In deze zaak heeft het Gerechtshof Den Haag op 10 juli 2024 uitspraak gedaan in hoger beroep over het verzoek van de moeder om vervangende toestemming te verlenen voor een verhuizing met haar kinderen naar [plaats 2]. De rechtbank had eerder, op 24 oktober 2023, dit verzoek afgewezen, evenals de zelfstandige verzoeken van de vader met betrekking tot de hoofdverblijfplaats van de kinderen en de zorgregeling. De moeder was het niet eens met deze beslissing en ging in hoger beroep. De vader steunde de beslissing van de rechtbank, maar stelde voorwaardelijk incidenteel hoger beroep in voor het geval het hof het verzoek van de moeder zou toewijzen.
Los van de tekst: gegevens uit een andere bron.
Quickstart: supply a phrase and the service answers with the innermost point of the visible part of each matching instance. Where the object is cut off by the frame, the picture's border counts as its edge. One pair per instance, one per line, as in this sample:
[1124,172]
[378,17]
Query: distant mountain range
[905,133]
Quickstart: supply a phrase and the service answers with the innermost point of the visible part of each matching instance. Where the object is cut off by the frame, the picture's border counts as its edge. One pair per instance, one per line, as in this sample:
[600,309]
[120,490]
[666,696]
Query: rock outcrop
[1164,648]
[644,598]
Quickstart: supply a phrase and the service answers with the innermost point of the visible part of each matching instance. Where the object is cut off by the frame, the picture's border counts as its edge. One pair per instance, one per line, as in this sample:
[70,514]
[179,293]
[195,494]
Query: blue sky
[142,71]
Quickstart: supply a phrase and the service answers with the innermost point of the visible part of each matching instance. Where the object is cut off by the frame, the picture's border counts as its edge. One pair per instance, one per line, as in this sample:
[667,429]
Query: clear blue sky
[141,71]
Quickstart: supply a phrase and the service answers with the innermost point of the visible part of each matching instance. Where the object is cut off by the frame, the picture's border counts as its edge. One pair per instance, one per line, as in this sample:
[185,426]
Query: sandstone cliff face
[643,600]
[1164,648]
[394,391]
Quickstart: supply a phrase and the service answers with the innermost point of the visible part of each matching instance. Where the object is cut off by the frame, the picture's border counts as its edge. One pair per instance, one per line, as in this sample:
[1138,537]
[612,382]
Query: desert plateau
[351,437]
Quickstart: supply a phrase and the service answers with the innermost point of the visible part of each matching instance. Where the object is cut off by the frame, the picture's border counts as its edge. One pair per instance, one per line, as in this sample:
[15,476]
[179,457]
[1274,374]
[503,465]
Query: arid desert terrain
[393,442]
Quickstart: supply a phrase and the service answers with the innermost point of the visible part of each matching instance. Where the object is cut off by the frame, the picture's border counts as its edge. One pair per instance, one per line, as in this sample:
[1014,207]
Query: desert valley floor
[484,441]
Tijdens de zitting op 4 juni 2024 werd duidelijk dat de moeder onvoldoende noodzaak had aangetoond voor de verhuizing, vooral gezien de stabiliteit van de situatie na eerdere incidenten. Het hof oordeelde dat de verhuizing niet in het belang van de kinderen zou zijn, gezien hun behoefte aan continuïteit en stabiliteit in hun opvoedingsomgeving. De ontwikkeling van het jongste kind, dat een achterstand in taal- en spraakontwikkeling had, zou negatief beïnvloed worden door een verhuizing. Bovendien zou de verhuizing de kans vergroten dat de vader steeds meer op afstand zou komen te staan, wat ook niet in het belang van de kinderen werd geacht.
Het hof concludeerde dat de belangen van de kinderen en de vader zwaarder wegen dan het belang van de moeder bij de verhuizing. Daarom werd het verzoek van de moeder afgewezen en de eerdere beschikking bekrachtigd. Het voorwaardelijk incidenteel hoger beroep van de vader werd niet meer besproken.